Pretty crazy to think about what happens on the hardware as the program is running. Very cool that the CPU unpacks instructions to launch other instructions on the GPU.
@Oxc0ffee. Can you clarify. I'm not sure what you meant here?
numBlocks is 2D and is (3,2), so there is a "block table" of 2 rows and 3 columns. Each cell of the "block table" is a "thread table". threadsPerBlock is also 2D and is (4,3). So the "thread table" is of 3 rows and 4 columns. We use the indices to "look up" in the "table". For example, in the program above, blockDim.x is always 4 and blockDim.y is always 3 (In my opinion, the blockDim is the dimension of threads the block, which is the dimension of the "thread table"). When blockIdx.x = 1, threadIdx.x = 1 and blockIdx.y = 1, threadIdx.y = 1, i.e. Thread(1,1) in Block(1,1), i = 1 * 4 + 1 = 5, j = 1 * 3 + 1 = 4. So we are accessing item C.
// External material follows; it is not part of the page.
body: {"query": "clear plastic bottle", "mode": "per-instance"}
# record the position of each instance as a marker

Besides, the maximum value of i is 2 * 4 + 3 = 11 and the maximum value of j is 1 * 3 + 2 = 5. That's why we need to use that "if" clause to guard against out of bounds array access.
adding on to what monkeyking said, when working on assignment 2, I see that when coding in CUDA, we can essentially treat the highlighted if statements as a loop guard, like we would embed information about the indices that want to look at in the if statement, including the starting index, ending index, and the "afterthought", like how are we modifying the index that we are looking at as we are running the for loop.
So is it that, the width and height of the 2d array is arbitrary (it's the input), but the number of blocks per grid and the number of threads per block are internal features of the GPU?